If the kinds of prejudiced beliefs that seem to sustain racial inequalities were behind social class inequalities in political responsiveness, we would be very concerned, because engrained prejudicial tendencies are notoriously difficult to counter or eliminate. Fortunately, as our study shows, class appears different from race. The finding that legislators do not respond to individual constituents in a class-based way offers a ray of hope for those who want the U.S. to become more equal. But it is just a slender ray in an otherwise gloomy picture. Well-documented unequal responsiveness in government policymaking remains to be understood. Factors other than personal prejudices must be at work.

Our research suggests the need to analyze the environments in which politicians operate and the strategies they follow to cope with challenges they face. Do politicians end up attending more to the rich in the course of using established tactics for winning elections?
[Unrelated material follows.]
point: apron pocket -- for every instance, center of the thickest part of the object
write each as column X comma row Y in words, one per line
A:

Do they attend to input from the rich when they make choices about policies to pursue once they are in office? If pressures and opportunities in the strategic environments of politicians turn out to be what pushes so many of them toward unequal attentiveness to the rich, then reforms that target environmental pressures will be the key to promoting greater political equality.

Much more needs to be learned before we can conclude exactly what needs to be done – and of course reforms involving campaign finance or lobbying will be difficult to fashion and achieve. The research we report here can, however, help researchers and reformers know where to look. Personal biases against the poor do not seem to be the cause of unequal responsiveness. The answers must lie elsewhere. And that leaves room for hope. Political environments may not be easy to change, but they are easier to modify than ingrained personal prejudices.

Draws from research in John Holbein and Nicholas Carnes, “Don’t Take It Personally: Affluence, Influence and Prejudice,” Sanford School of Public Policy, October 2013.